Feeling uneasy, I grasp her shoulders and move her far enough from the loom that she won't be able to see my knots. “Place your feet apart. You can relax your arms for
now.”

I return to my seat and look down at my loom.
Eshar
. I don't know how to write it. But when I think, I don't know how to knot rugs either. The knowledge is in my fingers. My fingers will make my name.

“How long will I have to stand here?”

“You can rest soon. Don't move your foot.” I stare at Taram and don't look down. My fingers pull yarn out of my basket. I don't choose the colors. My heart races. I am not knotting
Eshar
.

“My feet hurt. I want to see.”

“Stay another minute.” I have only begun, but my name is coming to me.

“Eshar, I—”

Not
Eshar. Kezi!

Taram is at my side. “Eshar, you didn't even start my feet!”

Kezi
. My true name.

The mice flee. Memory returns. I am Kezi of Hyte, a dancer and a weaver.

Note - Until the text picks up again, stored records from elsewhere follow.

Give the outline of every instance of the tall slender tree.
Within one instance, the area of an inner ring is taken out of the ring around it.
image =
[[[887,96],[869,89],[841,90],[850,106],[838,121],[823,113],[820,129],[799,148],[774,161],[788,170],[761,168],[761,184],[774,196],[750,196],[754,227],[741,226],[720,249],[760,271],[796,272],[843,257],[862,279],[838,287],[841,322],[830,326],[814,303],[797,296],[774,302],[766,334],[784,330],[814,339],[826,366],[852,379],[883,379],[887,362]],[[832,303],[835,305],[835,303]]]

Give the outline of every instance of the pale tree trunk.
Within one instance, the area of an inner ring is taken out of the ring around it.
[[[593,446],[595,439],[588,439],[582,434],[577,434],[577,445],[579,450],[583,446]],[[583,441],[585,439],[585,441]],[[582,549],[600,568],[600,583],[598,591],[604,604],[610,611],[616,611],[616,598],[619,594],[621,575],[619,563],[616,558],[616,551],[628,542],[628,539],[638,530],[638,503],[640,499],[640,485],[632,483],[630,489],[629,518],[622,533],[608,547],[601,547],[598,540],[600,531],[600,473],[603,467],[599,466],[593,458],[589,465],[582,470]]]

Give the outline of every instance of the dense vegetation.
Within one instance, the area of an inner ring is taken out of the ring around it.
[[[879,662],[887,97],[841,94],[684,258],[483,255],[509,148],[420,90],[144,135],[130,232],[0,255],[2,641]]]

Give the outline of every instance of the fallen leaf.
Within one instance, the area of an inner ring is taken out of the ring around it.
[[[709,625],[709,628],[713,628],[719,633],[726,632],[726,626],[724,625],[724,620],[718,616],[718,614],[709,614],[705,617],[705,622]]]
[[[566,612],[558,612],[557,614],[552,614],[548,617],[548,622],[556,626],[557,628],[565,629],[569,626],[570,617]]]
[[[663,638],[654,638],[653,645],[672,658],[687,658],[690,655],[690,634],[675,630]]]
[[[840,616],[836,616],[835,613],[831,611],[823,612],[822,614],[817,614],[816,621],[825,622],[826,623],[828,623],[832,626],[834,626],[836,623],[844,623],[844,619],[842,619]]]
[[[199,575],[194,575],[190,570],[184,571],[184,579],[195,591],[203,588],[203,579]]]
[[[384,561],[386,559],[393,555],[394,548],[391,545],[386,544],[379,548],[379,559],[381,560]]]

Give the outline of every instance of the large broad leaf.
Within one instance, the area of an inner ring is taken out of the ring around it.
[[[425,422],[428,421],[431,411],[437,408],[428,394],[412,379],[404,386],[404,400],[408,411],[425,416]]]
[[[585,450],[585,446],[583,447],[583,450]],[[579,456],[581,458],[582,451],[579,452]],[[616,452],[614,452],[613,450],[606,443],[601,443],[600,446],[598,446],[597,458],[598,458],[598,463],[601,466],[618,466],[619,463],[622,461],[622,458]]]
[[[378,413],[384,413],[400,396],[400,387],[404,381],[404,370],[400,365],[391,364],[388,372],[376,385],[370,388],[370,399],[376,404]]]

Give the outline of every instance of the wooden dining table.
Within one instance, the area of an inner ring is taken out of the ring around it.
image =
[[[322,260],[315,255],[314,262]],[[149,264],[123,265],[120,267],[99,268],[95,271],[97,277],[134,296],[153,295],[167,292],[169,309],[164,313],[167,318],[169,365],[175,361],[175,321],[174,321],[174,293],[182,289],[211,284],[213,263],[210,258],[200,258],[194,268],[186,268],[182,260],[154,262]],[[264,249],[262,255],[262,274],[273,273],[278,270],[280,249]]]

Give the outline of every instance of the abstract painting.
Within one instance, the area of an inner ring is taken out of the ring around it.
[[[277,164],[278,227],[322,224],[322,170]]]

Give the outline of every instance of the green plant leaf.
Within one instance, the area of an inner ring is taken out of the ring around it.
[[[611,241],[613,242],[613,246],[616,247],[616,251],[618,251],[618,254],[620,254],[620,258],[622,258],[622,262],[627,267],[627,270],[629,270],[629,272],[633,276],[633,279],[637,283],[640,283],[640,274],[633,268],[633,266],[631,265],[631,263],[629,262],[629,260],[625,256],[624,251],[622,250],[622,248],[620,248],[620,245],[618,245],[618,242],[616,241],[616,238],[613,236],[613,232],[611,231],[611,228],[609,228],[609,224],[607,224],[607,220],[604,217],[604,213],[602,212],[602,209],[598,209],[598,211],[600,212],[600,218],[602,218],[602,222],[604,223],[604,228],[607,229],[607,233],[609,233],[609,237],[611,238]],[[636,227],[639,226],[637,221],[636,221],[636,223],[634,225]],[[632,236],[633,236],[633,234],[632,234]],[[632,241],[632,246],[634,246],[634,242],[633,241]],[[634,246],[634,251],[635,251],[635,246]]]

Senat is my pado. Merem is my mati. Aunt Fedo is my aunt. Olus is my beloved. They are all far above and far away.

I smell mold again and sense the sadness in the air.
When I look down at myself, I see with double vision, both the wool coat and the gray feathers. I am a horror, a creature, a warki. My arms and legs are feathered. My tunic bulges over feathers. Only the palms of my hands, my fingertips, and the bottoms of my feet are bare. I touch the soft down on my face. Oh! Ugh! I swallow repeatedly to keep from gagging.

How much time has passed? Are the figs all ripe? Is my month over? Do my parents think I've abandoned them to Admat's fury?

Olus must miss me. I miss him. Puru said I'll be here forever. I'll never see Olus again.